Sial, tadi aku lupa mematikan blitz dari kamera DSLR ini. Aku segera berbalik, pura-pura mengambil gambar ke segala arah.
“Nggak usah pura-pura deh. Nggak sopan, ngambil gambar orang tanpa izin gitu.”
Aku masih pura-pura mengambil gambar apa pun. Melangkah pelan, menjauh dari cewek itu. Namun, sepertinya cewek itu  geram dengan tingkahku. Dia malah berjalan mendekatiku.
“Hey. Aku bicara padamu!”
Aku menelan ludah. Cewek ini tak main-main. Matanya bulat sempurna. Meski suaranya terlalu kecil untuk bisa dianggap sedang marah.
“Apa sih. Aku cuman ngambil gambar matahari yang tenggelam.

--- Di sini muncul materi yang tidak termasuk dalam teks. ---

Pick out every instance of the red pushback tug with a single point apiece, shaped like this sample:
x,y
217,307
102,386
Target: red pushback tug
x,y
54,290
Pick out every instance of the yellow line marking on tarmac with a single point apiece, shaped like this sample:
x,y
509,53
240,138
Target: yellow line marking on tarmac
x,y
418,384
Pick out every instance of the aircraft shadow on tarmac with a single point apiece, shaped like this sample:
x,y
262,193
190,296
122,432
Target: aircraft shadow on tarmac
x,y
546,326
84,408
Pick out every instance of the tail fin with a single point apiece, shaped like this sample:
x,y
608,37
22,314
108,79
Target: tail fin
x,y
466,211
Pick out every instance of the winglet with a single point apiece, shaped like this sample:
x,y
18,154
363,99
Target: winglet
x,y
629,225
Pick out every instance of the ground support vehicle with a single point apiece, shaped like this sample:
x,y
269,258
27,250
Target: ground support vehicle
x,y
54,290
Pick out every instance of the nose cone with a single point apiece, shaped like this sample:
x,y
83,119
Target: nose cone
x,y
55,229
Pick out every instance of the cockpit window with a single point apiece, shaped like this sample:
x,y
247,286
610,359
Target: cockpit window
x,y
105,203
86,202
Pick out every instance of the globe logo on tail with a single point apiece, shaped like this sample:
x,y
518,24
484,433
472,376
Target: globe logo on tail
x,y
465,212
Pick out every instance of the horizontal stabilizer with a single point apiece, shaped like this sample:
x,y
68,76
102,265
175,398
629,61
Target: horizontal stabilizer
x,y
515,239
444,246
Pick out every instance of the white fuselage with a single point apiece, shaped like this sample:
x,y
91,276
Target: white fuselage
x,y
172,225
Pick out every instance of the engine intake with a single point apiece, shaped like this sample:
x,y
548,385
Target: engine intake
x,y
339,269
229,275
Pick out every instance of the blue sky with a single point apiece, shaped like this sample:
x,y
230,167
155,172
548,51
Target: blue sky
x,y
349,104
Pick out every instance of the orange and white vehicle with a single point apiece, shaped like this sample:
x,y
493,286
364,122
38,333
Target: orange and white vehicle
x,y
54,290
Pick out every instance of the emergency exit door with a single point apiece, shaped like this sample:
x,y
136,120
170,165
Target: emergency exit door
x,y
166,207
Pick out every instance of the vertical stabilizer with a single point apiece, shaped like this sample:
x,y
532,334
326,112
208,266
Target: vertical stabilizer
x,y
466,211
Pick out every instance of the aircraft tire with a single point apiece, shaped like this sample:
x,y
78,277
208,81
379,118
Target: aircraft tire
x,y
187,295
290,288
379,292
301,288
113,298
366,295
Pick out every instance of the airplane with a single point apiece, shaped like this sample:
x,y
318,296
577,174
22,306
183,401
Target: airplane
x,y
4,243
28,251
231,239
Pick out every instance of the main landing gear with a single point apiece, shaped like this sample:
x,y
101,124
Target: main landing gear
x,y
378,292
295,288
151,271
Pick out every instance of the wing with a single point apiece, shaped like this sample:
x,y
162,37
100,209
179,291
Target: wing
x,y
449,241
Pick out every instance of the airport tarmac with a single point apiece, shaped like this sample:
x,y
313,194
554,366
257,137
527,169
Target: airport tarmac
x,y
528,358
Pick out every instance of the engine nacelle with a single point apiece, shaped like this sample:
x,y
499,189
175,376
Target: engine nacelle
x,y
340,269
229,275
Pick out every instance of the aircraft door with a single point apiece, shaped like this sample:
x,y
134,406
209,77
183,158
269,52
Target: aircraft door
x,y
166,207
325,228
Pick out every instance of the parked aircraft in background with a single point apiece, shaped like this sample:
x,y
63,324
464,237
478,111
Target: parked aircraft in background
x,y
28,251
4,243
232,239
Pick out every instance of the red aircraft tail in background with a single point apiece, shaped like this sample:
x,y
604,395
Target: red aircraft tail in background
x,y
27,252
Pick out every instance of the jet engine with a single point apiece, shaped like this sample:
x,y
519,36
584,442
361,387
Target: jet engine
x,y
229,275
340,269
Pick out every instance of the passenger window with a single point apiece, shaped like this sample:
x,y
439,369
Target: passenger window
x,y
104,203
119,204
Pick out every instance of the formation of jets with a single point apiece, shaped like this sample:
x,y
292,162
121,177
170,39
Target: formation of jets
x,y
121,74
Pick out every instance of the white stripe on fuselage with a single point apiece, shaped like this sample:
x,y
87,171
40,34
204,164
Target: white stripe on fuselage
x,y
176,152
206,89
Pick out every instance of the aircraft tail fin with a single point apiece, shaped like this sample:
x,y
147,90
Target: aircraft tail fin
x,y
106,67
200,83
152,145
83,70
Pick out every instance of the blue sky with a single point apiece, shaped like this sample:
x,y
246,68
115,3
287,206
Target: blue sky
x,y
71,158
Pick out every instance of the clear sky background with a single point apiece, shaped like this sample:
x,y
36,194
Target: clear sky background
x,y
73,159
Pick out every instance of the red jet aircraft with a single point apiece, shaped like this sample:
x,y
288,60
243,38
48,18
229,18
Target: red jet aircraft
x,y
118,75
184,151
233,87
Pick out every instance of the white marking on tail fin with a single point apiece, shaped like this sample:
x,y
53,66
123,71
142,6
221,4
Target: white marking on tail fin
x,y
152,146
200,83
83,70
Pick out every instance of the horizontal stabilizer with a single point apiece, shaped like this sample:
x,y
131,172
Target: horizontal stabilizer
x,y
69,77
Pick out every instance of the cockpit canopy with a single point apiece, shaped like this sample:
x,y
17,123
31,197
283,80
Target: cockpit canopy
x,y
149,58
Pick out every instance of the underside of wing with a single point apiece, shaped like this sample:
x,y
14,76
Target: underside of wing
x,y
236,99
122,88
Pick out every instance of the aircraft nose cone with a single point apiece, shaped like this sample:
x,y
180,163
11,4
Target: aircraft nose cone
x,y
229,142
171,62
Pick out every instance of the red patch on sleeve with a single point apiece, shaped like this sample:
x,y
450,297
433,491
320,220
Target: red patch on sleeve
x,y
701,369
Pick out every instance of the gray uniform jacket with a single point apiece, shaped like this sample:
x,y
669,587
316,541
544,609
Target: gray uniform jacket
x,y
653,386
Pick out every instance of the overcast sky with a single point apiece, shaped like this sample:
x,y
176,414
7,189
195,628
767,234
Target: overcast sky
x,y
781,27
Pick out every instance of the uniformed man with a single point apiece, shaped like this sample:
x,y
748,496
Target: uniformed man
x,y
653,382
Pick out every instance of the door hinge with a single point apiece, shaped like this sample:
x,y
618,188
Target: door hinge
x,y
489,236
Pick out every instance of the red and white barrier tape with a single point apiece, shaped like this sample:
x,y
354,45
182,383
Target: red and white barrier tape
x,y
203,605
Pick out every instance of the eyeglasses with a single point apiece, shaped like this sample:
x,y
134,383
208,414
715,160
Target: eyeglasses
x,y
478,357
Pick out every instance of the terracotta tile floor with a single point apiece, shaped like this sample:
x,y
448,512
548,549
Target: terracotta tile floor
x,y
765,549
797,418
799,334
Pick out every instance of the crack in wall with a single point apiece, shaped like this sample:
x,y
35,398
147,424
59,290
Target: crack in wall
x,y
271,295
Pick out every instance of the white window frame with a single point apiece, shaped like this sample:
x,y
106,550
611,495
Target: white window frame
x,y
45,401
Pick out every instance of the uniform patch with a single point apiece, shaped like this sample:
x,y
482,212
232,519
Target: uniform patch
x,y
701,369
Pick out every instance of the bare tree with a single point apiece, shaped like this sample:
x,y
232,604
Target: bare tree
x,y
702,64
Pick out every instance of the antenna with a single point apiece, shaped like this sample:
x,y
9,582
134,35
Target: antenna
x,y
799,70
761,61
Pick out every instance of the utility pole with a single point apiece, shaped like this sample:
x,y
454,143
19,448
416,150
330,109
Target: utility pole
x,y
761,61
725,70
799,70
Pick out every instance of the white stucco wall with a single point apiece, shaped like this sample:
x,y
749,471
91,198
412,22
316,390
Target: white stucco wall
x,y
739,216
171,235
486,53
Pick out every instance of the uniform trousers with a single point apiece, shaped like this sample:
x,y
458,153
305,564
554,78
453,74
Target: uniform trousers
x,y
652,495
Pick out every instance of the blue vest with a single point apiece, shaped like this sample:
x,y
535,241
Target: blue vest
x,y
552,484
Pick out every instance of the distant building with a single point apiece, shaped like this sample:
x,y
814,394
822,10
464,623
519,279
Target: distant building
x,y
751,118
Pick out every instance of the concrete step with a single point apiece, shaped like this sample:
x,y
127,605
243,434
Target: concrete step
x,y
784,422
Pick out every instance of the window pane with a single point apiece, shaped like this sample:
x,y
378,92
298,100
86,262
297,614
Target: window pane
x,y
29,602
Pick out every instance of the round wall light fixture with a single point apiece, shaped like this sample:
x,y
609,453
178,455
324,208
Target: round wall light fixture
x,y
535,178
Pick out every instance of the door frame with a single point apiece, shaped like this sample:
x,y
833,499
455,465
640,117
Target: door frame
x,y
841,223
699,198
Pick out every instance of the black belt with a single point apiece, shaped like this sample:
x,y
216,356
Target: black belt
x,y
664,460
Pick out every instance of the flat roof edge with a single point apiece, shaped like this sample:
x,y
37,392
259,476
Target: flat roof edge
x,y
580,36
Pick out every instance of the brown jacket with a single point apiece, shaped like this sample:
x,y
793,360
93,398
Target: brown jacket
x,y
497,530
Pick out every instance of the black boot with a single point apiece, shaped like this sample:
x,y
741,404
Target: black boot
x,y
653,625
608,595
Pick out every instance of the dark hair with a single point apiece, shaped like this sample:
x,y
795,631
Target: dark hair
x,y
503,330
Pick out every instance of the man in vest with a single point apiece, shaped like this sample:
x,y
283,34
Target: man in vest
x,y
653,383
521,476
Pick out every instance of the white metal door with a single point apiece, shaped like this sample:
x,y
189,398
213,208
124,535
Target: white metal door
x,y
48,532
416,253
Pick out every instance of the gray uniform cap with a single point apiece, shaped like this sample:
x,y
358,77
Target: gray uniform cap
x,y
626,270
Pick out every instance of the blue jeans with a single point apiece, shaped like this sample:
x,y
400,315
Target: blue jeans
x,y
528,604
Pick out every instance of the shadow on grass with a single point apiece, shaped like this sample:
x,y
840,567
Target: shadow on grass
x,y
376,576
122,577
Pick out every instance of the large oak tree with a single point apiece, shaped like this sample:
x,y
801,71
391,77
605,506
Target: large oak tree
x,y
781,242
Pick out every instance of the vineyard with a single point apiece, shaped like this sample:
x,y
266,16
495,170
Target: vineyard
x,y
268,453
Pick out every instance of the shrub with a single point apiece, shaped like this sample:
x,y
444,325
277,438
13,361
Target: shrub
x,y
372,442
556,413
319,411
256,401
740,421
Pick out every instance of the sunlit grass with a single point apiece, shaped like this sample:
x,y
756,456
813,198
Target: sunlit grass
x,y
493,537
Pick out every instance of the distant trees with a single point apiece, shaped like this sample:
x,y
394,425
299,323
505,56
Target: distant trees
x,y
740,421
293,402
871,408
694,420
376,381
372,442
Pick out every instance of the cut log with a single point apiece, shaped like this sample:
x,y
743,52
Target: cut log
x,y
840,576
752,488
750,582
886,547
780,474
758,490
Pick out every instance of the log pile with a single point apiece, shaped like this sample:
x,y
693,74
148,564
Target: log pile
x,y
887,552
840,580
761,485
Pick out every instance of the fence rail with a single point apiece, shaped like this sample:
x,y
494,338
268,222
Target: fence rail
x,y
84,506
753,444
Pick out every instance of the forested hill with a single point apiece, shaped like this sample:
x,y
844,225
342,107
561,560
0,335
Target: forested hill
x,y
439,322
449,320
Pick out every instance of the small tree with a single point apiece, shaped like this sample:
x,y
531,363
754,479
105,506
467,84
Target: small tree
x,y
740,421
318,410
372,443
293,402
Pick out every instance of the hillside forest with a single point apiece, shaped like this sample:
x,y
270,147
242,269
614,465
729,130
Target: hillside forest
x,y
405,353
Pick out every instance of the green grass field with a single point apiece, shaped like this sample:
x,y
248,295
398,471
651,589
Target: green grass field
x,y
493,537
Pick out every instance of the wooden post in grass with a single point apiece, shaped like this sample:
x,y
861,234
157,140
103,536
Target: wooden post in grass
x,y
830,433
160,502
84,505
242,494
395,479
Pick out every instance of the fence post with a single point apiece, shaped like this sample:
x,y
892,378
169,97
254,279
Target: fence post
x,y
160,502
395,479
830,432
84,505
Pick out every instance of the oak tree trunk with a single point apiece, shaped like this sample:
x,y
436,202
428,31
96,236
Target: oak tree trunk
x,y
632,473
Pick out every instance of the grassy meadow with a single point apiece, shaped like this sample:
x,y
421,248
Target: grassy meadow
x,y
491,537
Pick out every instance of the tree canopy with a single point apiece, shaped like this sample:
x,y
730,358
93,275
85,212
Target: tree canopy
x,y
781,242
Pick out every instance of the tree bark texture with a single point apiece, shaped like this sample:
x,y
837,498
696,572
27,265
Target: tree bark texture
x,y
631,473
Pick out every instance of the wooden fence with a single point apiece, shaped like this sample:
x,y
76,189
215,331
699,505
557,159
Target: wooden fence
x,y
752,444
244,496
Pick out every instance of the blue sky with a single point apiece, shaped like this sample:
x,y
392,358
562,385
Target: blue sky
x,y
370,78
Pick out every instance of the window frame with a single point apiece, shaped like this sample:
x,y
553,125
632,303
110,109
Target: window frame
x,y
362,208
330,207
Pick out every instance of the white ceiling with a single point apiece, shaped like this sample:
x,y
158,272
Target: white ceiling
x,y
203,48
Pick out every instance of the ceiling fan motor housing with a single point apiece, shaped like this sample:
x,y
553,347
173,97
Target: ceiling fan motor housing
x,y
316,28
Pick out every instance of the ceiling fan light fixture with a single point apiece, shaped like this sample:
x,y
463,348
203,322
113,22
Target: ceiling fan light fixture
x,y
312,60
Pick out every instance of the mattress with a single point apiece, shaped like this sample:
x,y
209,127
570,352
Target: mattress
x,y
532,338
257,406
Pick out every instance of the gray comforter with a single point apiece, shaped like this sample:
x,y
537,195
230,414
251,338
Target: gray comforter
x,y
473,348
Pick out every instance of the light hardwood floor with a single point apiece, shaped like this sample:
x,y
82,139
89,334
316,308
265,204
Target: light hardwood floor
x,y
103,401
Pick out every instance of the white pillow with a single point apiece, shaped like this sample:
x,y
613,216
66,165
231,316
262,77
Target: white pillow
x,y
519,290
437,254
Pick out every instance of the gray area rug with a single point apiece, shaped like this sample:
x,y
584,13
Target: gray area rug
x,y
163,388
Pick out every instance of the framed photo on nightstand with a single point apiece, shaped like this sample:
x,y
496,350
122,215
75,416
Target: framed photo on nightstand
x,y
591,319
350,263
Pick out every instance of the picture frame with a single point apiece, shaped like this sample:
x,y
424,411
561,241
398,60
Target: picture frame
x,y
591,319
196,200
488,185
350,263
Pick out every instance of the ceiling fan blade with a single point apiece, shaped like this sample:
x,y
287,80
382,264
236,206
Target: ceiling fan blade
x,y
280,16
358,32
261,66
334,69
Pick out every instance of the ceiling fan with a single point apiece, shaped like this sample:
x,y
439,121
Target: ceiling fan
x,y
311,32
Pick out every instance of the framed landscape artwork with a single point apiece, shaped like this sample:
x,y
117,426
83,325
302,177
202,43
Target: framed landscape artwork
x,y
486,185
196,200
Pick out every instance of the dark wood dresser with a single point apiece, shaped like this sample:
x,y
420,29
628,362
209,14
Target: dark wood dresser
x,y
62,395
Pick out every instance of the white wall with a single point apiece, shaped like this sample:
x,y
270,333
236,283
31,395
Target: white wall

Nih lihat, nggak ada gambarmu.” Aku memperlihatkan gambar matahari yang berhasil kujepret setelah mengambil gambar cewek itu tadi.
“Oh, kirain.” Muka cewek itu memerah.
“Makanya jangan langsung marah-marah gitu dong. Lagipula ini kan tempat umum. Nggak ada larangan untuk ngambil gambar.” Aku balik melotot.
Aku langsung meninggalkan cewek itu, setelah memarahinya balik. Baru kali ini, aku dimarahi orang yang kupotret. Biasanya mereka narsis di depan kamera, setelah itu nyodorin email, untuk minta kiriman hasil gambarnya.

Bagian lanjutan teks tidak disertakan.